The company is set to source screens of 2048×1056 pixels from Sharp, LG and Samsung, the latter of which did not contribute to the first iPad mini’s screen as a partner. The Journal is also reporting that Apple may sell the updated iPad mini with multiple back colours, similar to its iPod touch strategy. This makes sense, as it is not only differentiating the mini from its more business-focused parent product, but it will also begin replacing its dying iPod touch business.

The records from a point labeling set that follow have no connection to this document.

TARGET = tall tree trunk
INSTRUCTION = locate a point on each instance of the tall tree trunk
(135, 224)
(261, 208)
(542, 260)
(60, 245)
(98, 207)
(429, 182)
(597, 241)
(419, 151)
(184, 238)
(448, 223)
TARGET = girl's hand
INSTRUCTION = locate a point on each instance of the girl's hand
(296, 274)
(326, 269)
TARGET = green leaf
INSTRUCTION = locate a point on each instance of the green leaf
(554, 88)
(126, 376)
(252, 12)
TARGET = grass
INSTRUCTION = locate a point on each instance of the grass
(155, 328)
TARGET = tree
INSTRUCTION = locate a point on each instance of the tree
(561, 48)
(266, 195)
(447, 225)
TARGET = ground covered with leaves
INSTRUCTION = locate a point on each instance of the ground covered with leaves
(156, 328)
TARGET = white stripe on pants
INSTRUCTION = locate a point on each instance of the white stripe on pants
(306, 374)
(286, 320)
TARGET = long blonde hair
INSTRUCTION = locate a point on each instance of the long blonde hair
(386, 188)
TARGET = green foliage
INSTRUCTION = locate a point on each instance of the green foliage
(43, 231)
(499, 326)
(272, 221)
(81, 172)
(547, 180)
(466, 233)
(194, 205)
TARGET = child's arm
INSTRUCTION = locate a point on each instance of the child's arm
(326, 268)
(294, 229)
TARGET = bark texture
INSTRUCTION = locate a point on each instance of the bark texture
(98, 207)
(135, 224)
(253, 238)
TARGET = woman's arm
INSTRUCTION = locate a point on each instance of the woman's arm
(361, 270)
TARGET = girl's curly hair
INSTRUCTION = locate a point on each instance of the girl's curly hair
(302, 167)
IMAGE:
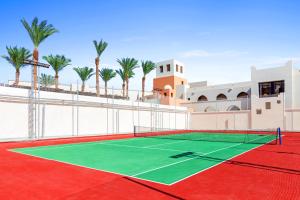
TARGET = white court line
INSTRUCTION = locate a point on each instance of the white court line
(175, 163)
(85, 167)
(137, 147)
(165, 143)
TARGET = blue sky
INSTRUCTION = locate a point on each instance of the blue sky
(217, 40)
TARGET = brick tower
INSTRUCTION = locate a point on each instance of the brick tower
(169, 81)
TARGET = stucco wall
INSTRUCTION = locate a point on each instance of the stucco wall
(220, 120)
(62, 115)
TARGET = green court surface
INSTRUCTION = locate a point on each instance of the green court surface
(162, 159)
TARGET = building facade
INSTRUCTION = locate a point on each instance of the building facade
(269, 100)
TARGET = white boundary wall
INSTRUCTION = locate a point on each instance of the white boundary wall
(231, 120)
(60, 115)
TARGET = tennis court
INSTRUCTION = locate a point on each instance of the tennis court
(162, 157)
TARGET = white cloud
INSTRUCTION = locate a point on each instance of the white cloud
(134, 39)
(269, 61)
(203, 53)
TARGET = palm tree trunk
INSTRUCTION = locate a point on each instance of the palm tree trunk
(56, 80)
(97, 61)
(143, 87)
(127, 86)
(82, 86)
(105, 88)
(17, 77)
(35, 59)
(123, 88)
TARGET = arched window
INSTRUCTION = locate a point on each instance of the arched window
(202, 98)
(209, 109)
(221, 97)
(242, 95)
(233, 108)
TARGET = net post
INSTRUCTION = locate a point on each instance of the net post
(134, 130)
(279, 135)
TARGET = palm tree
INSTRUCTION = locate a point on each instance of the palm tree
(120, 72)
(107, 74)
(46, 80)
(100, 47)
(38, 32)
(85, 73)
(147, 66)
(58, 63)
(128, 65)
(16, 57)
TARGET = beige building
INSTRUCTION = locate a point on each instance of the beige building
(270, 100)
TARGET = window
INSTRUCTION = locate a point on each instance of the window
(161, 69)
(270, 89)
(202, 98)
(242, 95)
(258, 111)
(221, 97)
(268, 105)
(168, 67)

The main issue I, and many others, have with this assertion is that Apple will need to ensure the higher screen density (in this case, over 3 million pixels and similar pixels per inch to the average 720p smartphone) does not negatively affect battery life, thickness and heat output, things they tackled with the Retina iPad and its 4th generation replacement. It’s hard to foresee the A6X chip being suitable for such a small enclosure, and Apple’s 10-hour battery life promise is sure to be tested with a faster GPU and smaller battery. Even if Apple does thin the device with Sharp’s IGZO screen technology, it still has to account for the higher pixel density and its supreme power needs.
Earlier this week, 9to5mMac found evidence in the current iOS 7 beta that Apple is working on a non-Retina iPad mini with an A6 chip, set to debut later this year. With such completely opposing stories, it’s difficult to know what to believe, but rest assured Apple will release at least a new iPad mini later this year, Retina or not.